En 2017, Christie's annonce la mise en vente du Salvator Mundi, un tableau redécouvert et attribué par les experts à Léonard de Vinci. En novembre de la même année, la toile est cédée à un mystérieux acheteur pour la somme vertigineuse de 450 millions de dollars, et devient ainsi l’œuvre la plus chère du monde.

Mandatory Credit: Photo by Geoff Pugh/REX/Shutterstock (9175649k) Leonardo da Vinci's Salvator Mundi on show at Christies' Kings Street, before it is offered at auction by Christie's New York Christie's Auction House sales Leonardo da Vinci's Salvator Mundi, London, United Kingdom - 24 Oct 2017/Rex_Christies_Auction_House_sales_Leonardo_da_9175649K/1710311259

Après une courte période d'incertitude, l'identité de l'acheteur est enfin révélée : il s'agit de Mohammed Bin Salman, l’héritier au trône d'Arabie Saoudite. Et si le Louvre de Paris possède déjà le de Vinci le plus célèbre au monde (La Joconde), l’heureux propriétaire du Salvator Mundi annonce que sa récente expansion à Abou Dhabi exposera le nouveau chef-d’œuvre à partir du 18 septembre 2018. La présence du tableau aux Émirats arabes unis vise à augmenter le tourisme dans la région, et à long-terme, l’achat des billets d’entrée au musée pourrait rembourser le prix du tableau.
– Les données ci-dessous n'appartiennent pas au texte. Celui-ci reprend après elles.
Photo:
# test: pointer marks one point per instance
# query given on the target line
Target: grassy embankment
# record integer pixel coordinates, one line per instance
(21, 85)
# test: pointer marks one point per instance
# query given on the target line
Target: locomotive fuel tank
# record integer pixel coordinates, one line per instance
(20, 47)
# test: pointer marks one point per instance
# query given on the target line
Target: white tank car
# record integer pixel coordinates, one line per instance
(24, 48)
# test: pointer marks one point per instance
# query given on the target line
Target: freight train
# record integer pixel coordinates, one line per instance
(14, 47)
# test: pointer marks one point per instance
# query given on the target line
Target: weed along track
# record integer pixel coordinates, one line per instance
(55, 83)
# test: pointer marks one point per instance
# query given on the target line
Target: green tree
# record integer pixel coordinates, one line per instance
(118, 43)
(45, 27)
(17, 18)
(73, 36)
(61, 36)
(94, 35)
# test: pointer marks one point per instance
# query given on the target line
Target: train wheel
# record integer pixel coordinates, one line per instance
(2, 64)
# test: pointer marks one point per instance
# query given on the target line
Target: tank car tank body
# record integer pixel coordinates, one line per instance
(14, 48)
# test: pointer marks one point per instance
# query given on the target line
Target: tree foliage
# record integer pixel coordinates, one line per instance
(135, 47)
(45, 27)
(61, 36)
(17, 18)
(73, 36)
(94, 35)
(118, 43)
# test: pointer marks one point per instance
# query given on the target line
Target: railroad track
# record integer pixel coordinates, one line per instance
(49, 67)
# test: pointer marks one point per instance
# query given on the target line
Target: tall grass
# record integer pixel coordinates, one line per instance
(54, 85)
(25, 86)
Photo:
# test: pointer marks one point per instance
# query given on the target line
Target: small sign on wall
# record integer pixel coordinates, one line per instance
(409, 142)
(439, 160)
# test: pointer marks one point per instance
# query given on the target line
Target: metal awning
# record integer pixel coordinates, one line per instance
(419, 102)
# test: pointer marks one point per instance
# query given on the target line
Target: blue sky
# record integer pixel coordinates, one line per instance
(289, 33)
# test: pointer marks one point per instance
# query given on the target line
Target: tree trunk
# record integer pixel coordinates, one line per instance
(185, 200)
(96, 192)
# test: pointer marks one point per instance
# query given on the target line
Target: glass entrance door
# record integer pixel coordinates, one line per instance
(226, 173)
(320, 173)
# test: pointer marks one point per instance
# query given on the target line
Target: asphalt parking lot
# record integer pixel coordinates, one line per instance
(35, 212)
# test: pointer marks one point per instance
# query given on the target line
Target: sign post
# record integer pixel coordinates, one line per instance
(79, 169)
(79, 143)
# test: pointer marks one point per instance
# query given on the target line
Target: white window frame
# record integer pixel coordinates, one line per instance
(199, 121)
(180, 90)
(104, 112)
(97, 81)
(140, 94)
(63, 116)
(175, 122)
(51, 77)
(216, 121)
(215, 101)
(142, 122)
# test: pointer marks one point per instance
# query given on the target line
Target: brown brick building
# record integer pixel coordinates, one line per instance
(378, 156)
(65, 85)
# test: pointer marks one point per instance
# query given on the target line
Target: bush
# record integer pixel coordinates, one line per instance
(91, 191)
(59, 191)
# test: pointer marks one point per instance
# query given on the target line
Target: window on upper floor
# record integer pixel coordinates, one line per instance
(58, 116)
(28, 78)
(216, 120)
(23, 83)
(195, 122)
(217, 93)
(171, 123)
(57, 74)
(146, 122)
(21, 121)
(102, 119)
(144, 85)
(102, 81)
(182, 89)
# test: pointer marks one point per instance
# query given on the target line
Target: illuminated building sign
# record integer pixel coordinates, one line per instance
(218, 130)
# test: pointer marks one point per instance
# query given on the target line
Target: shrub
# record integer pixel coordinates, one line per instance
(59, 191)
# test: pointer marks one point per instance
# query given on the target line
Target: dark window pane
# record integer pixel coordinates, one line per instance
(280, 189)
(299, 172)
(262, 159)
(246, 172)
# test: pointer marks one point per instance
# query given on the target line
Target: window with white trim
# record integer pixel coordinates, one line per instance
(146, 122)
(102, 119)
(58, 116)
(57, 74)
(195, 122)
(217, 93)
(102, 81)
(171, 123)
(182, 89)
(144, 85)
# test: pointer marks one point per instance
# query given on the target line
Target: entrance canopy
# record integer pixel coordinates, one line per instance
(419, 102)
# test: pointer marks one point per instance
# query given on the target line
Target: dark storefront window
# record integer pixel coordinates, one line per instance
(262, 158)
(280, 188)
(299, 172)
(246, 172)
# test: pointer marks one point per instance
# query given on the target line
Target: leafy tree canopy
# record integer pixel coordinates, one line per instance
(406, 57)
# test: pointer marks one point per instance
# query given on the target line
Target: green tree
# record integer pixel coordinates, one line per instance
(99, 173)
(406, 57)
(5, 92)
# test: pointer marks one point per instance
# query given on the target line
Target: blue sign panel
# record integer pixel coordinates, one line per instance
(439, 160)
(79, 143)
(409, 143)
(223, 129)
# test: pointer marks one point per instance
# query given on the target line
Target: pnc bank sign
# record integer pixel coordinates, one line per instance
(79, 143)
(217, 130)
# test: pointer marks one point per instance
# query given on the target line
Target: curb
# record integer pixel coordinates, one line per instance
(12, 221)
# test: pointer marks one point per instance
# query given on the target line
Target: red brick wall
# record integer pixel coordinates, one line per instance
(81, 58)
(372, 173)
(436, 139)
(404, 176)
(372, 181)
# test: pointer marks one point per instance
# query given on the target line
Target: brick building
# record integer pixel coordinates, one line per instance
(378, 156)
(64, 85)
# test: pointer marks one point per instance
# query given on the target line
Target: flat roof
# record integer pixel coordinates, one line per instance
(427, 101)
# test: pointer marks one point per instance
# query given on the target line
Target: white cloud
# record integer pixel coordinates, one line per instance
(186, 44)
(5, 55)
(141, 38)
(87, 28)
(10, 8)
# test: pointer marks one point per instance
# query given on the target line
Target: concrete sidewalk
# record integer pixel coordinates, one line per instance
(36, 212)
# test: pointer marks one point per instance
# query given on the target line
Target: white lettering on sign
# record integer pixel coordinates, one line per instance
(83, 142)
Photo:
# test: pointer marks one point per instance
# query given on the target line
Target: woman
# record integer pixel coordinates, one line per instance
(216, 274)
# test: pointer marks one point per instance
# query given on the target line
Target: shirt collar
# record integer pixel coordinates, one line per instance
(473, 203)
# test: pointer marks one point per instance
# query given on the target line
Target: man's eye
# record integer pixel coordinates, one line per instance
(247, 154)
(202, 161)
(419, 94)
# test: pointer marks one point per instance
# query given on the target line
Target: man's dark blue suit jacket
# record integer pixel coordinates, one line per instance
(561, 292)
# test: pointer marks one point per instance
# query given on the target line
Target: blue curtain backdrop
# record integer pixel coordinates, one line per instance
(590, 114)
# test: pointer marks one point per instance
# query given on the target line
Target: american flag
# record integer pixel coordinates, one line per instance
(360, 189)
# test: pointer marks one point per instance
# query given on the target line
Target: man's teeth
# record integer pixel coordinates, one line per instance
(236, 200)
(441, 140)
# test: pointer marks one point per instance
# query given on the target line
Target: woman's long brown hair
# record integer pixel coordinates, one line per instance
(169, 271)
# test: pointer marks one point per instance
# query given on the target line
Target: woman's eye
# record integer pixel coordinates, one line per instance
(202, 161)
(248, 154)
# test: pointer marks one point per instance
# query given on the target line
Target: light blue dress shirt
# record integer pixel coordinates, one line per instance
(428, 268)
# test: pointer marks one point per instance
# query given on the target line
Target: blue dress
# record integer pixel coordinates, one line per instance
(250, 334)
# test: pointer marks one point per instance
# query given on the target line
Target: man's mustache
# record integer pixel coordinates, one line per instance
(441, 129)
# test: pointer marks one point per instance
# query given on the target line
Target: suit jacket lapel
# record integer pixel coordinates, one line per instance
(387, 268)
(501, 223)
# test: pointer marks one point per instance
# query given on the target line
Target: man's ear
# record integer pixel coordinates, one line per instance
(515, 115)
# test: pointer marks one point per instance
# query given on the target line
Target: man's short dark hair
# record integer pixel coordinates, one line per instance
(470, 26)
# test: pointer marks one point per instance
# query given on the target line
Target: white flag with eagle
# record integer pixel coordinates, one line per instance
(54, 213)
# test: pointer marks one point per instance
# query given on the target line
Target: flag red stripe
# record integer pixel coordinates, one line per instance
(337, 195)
Cependant, moins de deux semaines avant la grande ouverture du nouvel espace muséal, le ministère de la Culture et du Tourisme d'Abou Dhabi a annoncé sur Twitter que l’exposition du chef-d'œuvre serait reportée à une date ultérieure. Aucun porte-parole n’a pris la peine d’expliquer les raisons de ce retard et depuis lors, le public et le marché de l’art restent sans nouvelles du tableau.

Au cours des derniers mois, plusieurs experts ont exprimé leurs doutes sur l’authenticité du tableau, tandis que d’autres ont carrément affirmé qu’il était impossible (et même ridicule) de penser que de Vinci en soit l’auteur. D’autres encore stipulent que l’œuvre provient de son atelier, qu’elle aurait été peinte par l’un de ses étudiants, et que le maître n’y aurait apposé que quelques coups de pinceau. Voici donc une première piste sur le mystérieux retard : suite à ces spéculations, il se pourrait que le Louvre d'Abou Dhabi enquête davantage sur la véritable provenance de l'œuvre avant de l'exposer au public.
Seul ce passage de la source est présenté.